Adrian Love, recruitment director for the UK and Ireland at Accenture, certainly feels male and female language is still a ‘thing’. He points to Accenture figures showing an increase in female job applicants from 34% to 50% since 2014, thanks in part to the de-biasing of job specs.
“The impact has been very positive. But there are no silver bullets here. It has to be part of a wider inclusion and diversity programme,” he says.
It’s a similar story from Applied, with Marr reporting that the tool has helped trigger an estimated 10% to 15% swing towards female candidates. Singh also reports a significant increase in female applicants since implementing de-biasing.
“This shows that [using] gender-neutral language is affecting the talent we can attract,” she says, adding that de-biasing could now be taken further. “We now need to delve into the data in more detail… and analyse the next stages in the process to see if we have more women being shortlisted, interviewed and ultimately selected.”
After all a gender-neutral job description can only go so far if, when a candidate is successful or unsuccessful in their application, the language in the feedback or job offer sees a return to bias.
Both Singh and Love concede that their job description writing tools are unable to analyse interview feedback. But this is where training comes into play, they say.
“Software raises awareness and can point out bias that people may miss,” says Singh, but it’s also important teams are trained to spot it elsewhere in recruitment materials.

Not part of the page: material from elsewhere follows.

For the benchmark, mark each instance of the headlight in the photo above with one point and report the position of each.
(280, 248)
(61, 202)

Love agrees: “[It’s] not just about one action, it’s about looking at every element throughout the recruitment process. There are opportunities to drive inclusivity end to end, but job descriptions are important because they’re a gateway for candidates.”

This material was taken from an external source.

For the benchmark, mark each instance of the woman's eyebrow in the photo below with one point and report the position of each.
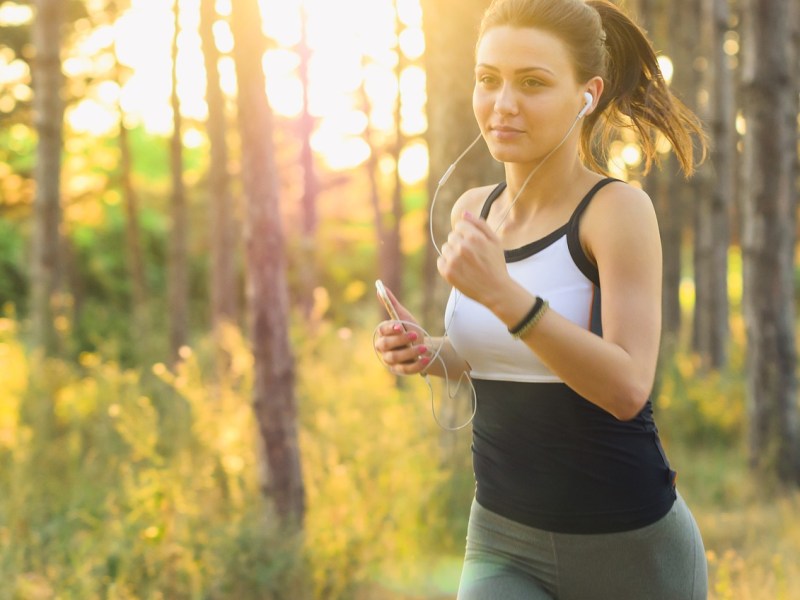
(516, 71)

Analysing bias in the Bank of England governor job advert
Later this year Bank of England governor Mark Carney will stand down. He’s the 120th white man out of 120 individuals to have ever filled the role, and so the institution has been heavily criticised for embodying a ‘stale, male and pale’ image of finance. By its own admission it will fail to meet any of its diversity targets this year. So with calls to appoint a female to the position for the first time is the language in the role’s job description gender biased?
Not according to Applied’s job description analysis tool. Following the appointment of diversity specialists to head up the search for Carney’s replacement, HR magazine analysed the job description to see if the bank’s commitment to diversity extends to its recruitment materials. It scored a respectable 84% for inclusivity and contained an equal amount of male-gendered and female-gendered words.
Marr says that language falls into two categories: agentic and communal. Agentic language is considered male coded. In this advert agentic traits found were words like ‘confidence, decision, lead and determination’. The communal traits were female-coded words such as ‘responsibility, commit, communicate, and understanding’.
Marr argues that performance evaluation and leadership development should also be defined in a way that balances both sets of traits. “Companies often define success for leaders along agentic lines and measure performance and promotion that way, even though communal traits are just as valuable in leaders,” he says.